From “Texas Officer Catches Break in DWI Case; Arresting officer is no-show for court”:
An Hidalgo County judge killed a McAllen policeman's criminal case after one of the defendant's fellow officers failed to appear in court and testify against him, court records state.

Judge Jay Palacios of Hidalgo County Court-at-law No. 2 dealt a "fatal" blow to the prosecution's case, Hidalgo County District Attorney Rene Guerra said, when he granted a motion to suppress evidence in Officer Alex Alvarez's pending case on a charge of driving while intoxicated.

No witness, evidence suppressed, case closed. Until the newspaper called, and the D.A. had to come up with an explanation.

District Attorney Guerra said he learned Wednesday that the case was set for dismissal when a Monitor reporter contacted him about the matter. Guerra said he would ask Palacios to reconsider his decision to suppress the evidence in the case.

"Legally, I don't know if he can reconsider it," the district attorney said. "I don't know until I try."
But why the arresting officer missed the court date remains unclear.

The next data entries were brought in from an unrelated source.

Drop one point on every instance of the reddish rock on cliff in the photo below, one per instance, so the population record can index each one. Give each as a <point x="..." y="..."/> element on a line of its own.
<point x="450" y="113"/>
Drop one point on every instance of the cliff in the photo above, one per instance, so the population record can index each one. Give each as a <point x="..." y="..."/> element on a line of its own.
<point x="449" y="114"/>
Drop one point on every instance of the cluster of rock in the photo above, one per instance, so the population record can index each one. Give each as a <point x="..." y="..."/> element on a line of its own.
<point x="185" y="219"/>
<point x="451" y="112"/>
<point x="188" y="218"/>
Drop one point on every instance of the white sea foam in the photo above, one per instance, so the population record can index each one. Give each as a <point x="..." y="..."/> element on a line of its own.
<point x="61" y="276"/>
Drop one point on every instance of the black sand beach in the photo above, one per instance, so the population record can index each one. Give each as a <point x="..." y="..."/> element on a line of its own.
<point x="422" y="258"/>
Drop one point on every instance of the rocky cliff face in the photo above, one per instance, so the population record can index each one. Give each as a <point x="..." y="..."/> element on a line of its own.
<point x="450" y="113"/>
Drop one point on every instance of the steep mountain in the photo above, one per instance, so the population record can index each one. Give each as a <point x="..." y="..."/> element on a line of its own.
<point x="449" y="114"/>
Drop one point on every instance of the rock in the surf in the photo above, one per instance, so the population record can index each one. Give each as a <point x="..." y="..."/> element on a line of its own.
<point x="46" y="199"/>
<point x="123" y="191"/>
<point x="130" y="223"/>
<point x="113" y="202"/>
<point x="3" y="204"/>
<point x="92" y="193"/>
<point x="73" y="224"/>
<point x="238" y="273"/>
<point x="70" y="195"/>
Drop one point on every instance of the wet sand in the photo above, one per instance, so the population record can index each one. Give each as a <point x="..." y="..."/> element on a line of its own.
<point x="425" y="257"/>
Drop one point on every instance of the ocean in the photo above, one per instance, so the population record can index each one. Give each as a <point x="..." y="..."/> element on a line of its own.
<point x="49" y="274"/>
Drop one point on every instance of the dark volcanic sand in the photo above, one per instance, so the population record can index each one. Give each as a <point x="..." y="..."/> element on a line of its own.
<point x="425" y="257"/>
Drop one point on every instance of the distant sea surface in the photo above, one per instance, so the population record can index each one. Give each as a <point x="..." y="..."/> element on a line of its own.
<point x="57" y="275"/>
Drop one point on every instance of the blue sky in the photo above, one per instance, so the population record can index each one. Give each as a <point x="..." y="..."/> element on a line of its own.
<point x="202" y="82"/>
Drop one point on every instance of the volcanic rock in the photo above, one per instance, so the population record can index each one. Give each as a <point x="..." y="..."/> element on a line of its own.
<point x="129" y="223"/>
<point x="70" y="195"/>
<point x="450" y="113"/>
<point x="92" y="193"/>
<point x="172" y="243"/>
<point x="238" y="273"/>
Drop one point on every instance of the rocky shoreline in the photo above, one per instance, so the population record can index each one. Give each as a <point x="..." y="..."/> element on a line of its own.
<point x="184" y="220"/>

Did the state even ask for a continuance? According to the article, “McAllen's Police Chief Rodriguez said he believed the officer was hospitalized.” In Austin, prosecutors will ask for a continuance at a first setting, even if they have no idea why their witness isn’t there, and it will usually be granted. One time any way.

Did that happen in this case? And if it regularly happens in that court, but didn’t this time, what made this case different from any other?